Pour une simple découverte d’une journée, prévoir 70 JOD/voiture (jusqu’à 6 pers) en 4x4 et 25 JOD/chameau.

Pour une virée de quelques jours dans le désert, compter 70-80 JOD/j/pers dans un campement légal et 90-100 JOD/j/pers pour un bivouac plus excentré. Incluant le guide-bédouin, le 4x4, les repas, l’hébergement.

- Atallah Dakhilallah : membre de l’association Wadirum Beduin Friends, ce jeune Bédouin sérieux et compétent conduit le 4x4, cuisine, marche, chante et grimpe, toujours avec bonne humeur. Belle expérience de vie bédouine garantie !  Tél. : 077 724 78 99. 
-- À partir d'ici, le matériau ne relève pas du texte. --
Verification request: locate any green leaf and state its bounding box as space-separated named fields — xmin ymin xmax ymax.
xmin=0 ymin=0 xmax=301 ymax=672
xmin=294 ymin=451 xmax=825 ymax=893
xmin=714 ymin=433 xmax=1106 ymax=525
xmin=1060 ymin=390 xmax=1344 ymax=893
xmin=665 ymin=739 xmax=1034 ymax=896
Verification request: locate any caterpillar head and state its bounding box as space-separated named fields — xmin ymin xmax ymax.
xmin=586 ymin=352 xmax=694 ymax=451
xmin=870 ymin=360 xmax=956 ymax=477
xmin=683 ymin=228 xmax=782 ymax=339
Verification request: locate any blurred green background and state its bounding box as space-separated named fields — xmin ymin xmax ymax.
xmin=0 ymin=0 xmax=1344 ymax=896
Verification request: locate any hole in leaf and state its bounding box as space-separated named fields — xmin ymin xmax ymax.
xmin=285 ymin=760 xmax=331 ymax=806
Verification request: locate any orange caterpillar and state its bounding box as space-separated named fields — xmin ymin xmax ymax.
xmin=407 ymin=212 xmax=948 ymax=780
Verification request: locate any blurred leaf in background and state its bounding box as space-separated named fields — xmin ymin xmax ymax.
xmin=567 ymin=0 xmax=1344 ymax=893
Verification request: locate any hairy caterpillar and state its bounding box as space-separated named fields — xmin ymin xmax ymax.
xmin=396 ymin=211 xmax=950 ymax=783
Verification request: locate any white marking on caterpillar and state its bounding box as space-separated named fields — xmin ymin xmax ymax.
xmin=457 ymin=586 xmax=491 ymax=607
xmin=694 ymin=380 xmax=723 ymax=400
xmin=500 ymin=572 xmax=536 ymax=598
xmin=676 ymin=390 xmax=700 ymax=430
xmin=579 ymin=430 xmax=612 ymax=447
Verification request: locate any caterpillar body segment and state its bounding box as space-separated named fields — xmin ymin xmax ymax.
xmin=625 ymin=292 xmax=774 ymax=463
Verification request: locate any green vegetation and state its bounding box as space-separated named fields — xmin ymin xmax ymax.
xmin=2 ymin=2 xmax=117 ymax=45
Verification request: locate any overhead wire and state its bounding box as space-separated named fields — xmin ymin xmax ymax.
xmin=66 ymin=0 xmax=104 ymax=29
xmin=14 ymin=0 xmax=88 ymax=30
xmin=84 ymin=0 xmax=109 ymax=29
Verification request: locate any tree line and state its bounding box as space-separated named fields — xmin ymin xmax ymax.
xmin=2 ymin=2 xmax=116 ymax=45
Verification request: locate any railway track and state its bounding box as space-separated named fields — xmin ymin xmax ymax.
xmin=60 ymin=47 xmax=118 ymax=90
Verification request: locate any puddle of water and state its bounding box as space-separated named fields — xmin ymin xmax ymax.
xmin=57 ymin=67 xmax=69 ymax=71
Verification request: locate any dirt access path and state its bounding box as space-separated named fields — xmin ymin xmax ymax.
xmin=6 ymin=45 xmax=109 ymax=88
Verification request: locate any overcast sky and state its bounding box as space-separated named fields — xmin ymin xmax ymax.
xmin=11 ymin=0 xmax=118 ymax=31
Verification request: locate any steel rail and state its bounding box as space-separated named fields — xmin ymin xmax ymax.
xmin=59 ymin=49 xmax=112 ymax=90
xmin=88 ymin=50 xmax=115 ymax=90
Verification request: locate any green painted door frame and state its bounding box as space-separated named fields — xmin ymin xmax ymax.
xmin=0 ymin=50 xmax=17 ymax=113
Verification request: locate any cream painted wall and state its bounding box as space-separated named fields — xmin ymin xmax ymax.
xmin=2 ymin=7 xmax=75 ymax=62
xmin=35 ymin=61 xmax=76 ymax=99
- Ali Hamad Zalabiah : Ali, qui possède un camp (autorisé, à dimension humaine et même charmant), propose aussi volontiers de dormir sous d’autres cieux. Excellent grimpeur, il peut guider les varappeurs jusqu’au niveau 6.  Tél. : 079 567 53 27. 

- Rum Horses : randonnées à cheval jusqu’à la frontière saoudienne avec Atallah Al-Swilhin, un passionné d’équitation. Compter 24 JOD/h pour les randos courtes ; 140 JOD/pers pour une excursion de 1 j et 1 nuit (hébergement sous tente, repas inclus) ; sur devis pour excursions 2-6 j.  Tél. : 079 580 21 08. rumhorses@yahoo.co.uk  

- Shabab Sahra : Principalement d’octobre à mars (il fait très chaud les autres mois). Compter 50-70 JOD/pers selon niveau et durée de grimpe. Shabab Sahra est un groupement de grimpeurs licenciés, qui peuvent guider jusqu’au niveau 7+. Ils fournissent tout le matériel de sécurité.  Port. : 077 697 63 56 (Abdullah). 

Où dormir ? Où manger en lisière de désert ?

À Diseh :

3 campements kif-kif, qui alignent leurs tentes à la façon de Babaorum dans Astérix… La vie de campement, dans une ambiance parfois un chouia potache quand les autocars y débarquent leurs groupes en goguette.

- Captain’s Desert Camp : résa obligatoire. ½ pension 35-45 JOD/pers en tente selon confort ; 65 JOD/pers dans le campement en plein désert et... 250 JOD pour 2 pour les tentes de luxe ! Lunch 15 JOD env, pique-nique 7 JOD.

- Oasis Desert Camp :  ½ pension 25-30 JOD/pers en tente ou en bungalow. Repas 8 JOD pour les non-résidents. Accueil enjoué de Ratep Fellahat. Port. : 077 746 15 19.

- Hillawi Camp :  ½ pension env 25-35 JOD/pers. Repas 12 JOD pour les non-résidents.  Tél. : 201 88 67. Port. :  079 590 44 41.

À Ram :

- Resthouse :  Plats 8 JOD ou buffet (selon fréquentation) 15 JOD, pique-nique 8 JOD. Sert de l’alcool. Un petit resto-snack tout simple qui sert une cuisine copieuse et sans prétention. Étape appréciée à l’entrée du village, avant ou après votre immersion dans le désert.  Tél. : 201 88 67.